KENYA – The newly established Engineer Foods Processing plant, a potato processing plant in Nyandarua County, is set to significantly boost the sector by addressing perennial challenges associated with the crop.
Located in the leading potato producing region, the multi-million plant has an installed capacity of processing one tonne of potatoes per hour set to complement the Midland Food Processing Factory which closed operations years ago.
The plant is also set to benefit producers in the region who have cited poor prices due to lack of a stable market as well as post harvesting challenges as some of the major perennial challenges experienced in the sector.
As a leading potato producer in the country, Nyandarua’s potato post-harvest losses stands at 40%, which has been valued at to US$29.97 million annually.
Danson Ndegwa, the managing director of the new plant, said that through value addition the “factory will give them a new lease of life by processing their produce and offer them a reliable market, will be able to fetch better returns of their produce.”
Mr Ndegwa added that the company has also contracted agronomist who would advise the producers on best practices and means of tackling other production related problems in a bid to improve production.
Addressing challenges in the sector
Early this year, Kenya announced a partnership with German chemical firm BASF in a project that seeks to address post-harvest losses of potato experienced by farmers in the country.
In a project spearheaded by the Kenya Investment Authority, BASF is set to test a storage technology, known as polyurethane in the leading potato producing region, while other partners will facilitate construction of horticultural park houses equipped with the modern storage equipment in October this year.

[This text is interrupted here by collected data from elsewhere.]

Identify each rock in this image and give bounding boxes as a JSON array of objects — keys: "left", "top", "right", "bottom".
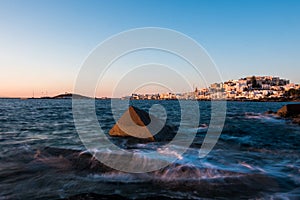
[
  {"left": 276, "top": 104, "right": 300, "bottom": 125},
  {"left": 35, "top": 147, "right": 114, "bottom": 173},
  {"left": 292, "top": 116, "right": 300, "bottom": 125},
  {"left": 65, "top": 193, "right": 185, "bottom": 200},
  {"left": 264, "top": 110, "right": 275, "bottom": 115},
  {"left": 109, "top": 106, "right": 176, "bottom": 142},
  {"left": 277, "top": 104, "right": 300, "bottom": 117},
  {"left": 65, "top": 193, "right": 130, "bottom": 200},
  {"left": 109, "top": 106, "right": 154, "bottom": 141}
]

In addition, the Nyandrua county government has also partnered Ireland in the ‘Potato Sector Capacity Building Project’ as an initiative that seeks to introduce high performing and early bulking potato cultivars to improve the yields.
The initiative has also brought on board the Kenya Plant Health Inspectorate Service (KEPHIS), Integrated Pest Management (IPM), Kelvin Food Industries Kenya Limited, among other players in the sector.
The national government has also developed the National Potato strategy 2016 – 2020 and Potato Produce and Market Bill 2014 as major key documents that provide policy direction in the sector.
According to a Standard report, Hosea Machuki, chief executive at Fresh Produce Exporters Association of Kenya revealed that the country’s potato production potential ranges between 8 and 10 million metric tonnes annually.
Currently, the country produces lower that its major competitors including Tanzania, Rwanda, South Africa and Egypt at an average annual potato production of between at 2-3 million metric tonnes.